Currently, Shire’s ophthalmics portfolio is quite significant. It includes a number of treatment options for posterior and anterior segment eye conditions. However, the company is committed to further expanding their portfolio. This is why they have made a number of significant acquisitions as of late, in order to grow this element of their business. Their acquisitions include:
- BIKAM Pharmaceuticals
- Premacure AB
- SARcode Biosceince
- Foresight Biotherapeutics
Currently, they focus on a number of specific eye conditions:
- Autosomal dominant retinitis pigmentosa
- Retinopathy of prematurity
- Infectious conjunctivitis
- Dry eye disease
To date, people who suffer from DES only have Restasis, a blockbuster drug created by Allergan, to cope with their symptoms. It is the only drug that currently has FDA approval for the treatment of DES. Restasis is a therapeutic based on cyclosporine, providing patients with clinical benefits by reducing their ocular inflammation. The fact that Shire is offering competition through its Lifitegrast product has filled the market with confidence.
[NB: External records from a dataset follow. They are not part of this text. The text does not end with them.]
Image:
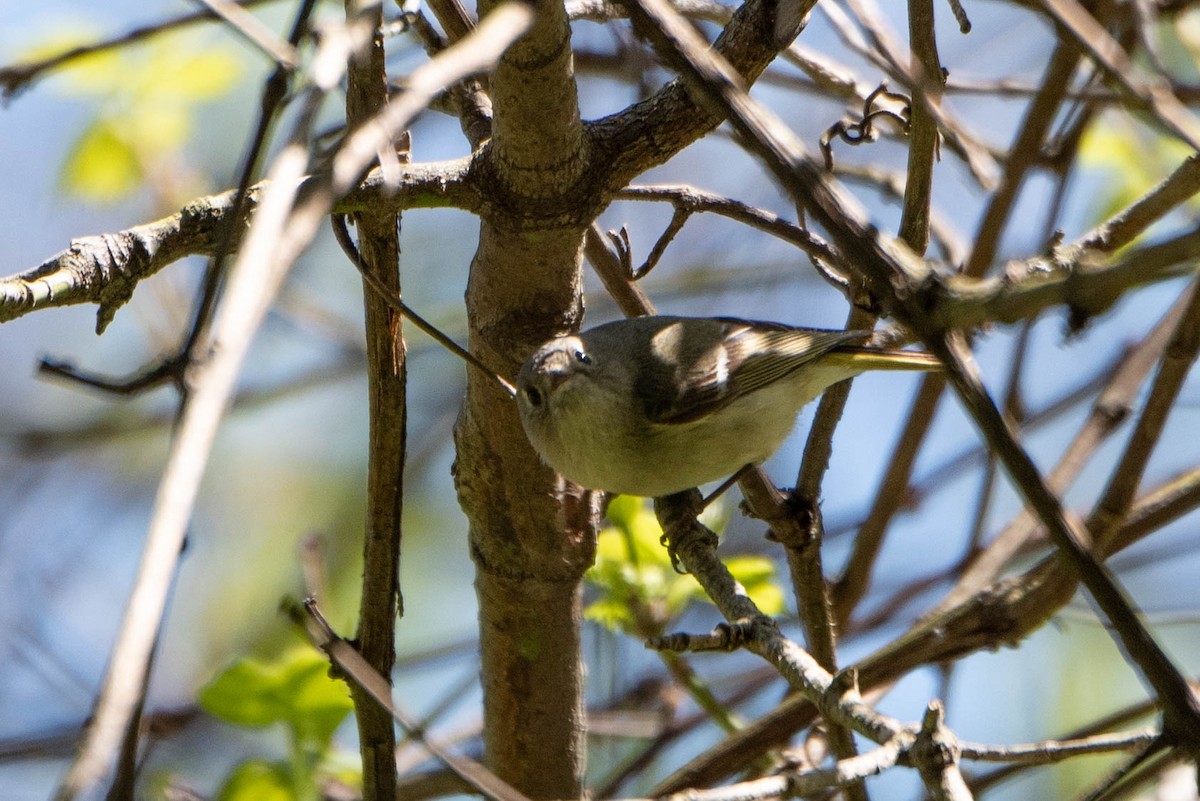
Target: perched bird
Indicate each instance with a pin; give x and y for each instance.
(654, 405)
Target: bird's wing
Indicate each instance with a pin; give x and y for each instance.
(690, 377)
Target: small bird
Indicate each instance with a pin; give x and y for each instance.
(653, 405)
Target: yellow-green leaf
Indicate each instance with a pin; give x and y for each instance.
(101, 166)
(258, 781)
(294, 690)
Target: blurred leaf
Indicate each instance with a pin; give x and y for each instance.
(1132, 160)
(258, 781)
(192, 74)
(148, 96)
(634, 568)
(91, 74)
(101, 166)
(160, 127)
(295, 690)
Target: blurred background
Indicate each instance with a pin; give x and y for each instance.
(132, 137)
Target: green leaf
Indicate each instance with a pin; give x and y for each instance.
(295, 690)
(258, 781)
(634, 567)
(101, 166)
(195, 74)
(611, 613)
(1132, 160)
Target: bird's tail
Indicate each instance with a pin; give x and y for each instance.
(865, 357)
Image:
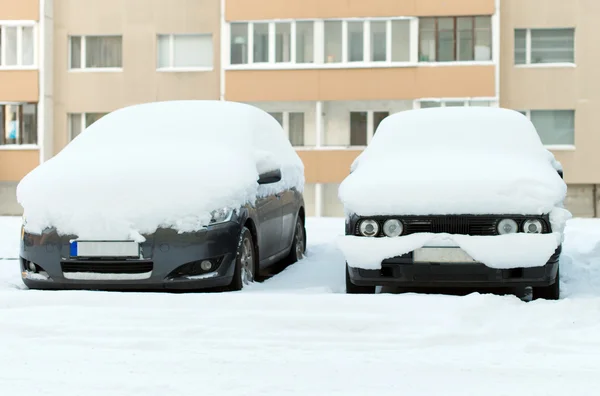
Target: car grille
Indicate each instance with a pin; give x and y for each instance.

An added benefit is that patients are often not happy with Restasis. This is because the drug takes quite a long time before it becomes effective, and some people find their symptoms actually get worse before they get better. This has prompted a lot of patients to stop using the product before they are able to experience any real benefits.
Shire is hopeful that Lifitegrast will be available on the market this year. The FDA has a period of six months after acknowledgement of receipt to make a decision due to the fact that the drug has been granted priority status. As such, the product could potentially hit the shelves before the end of the year.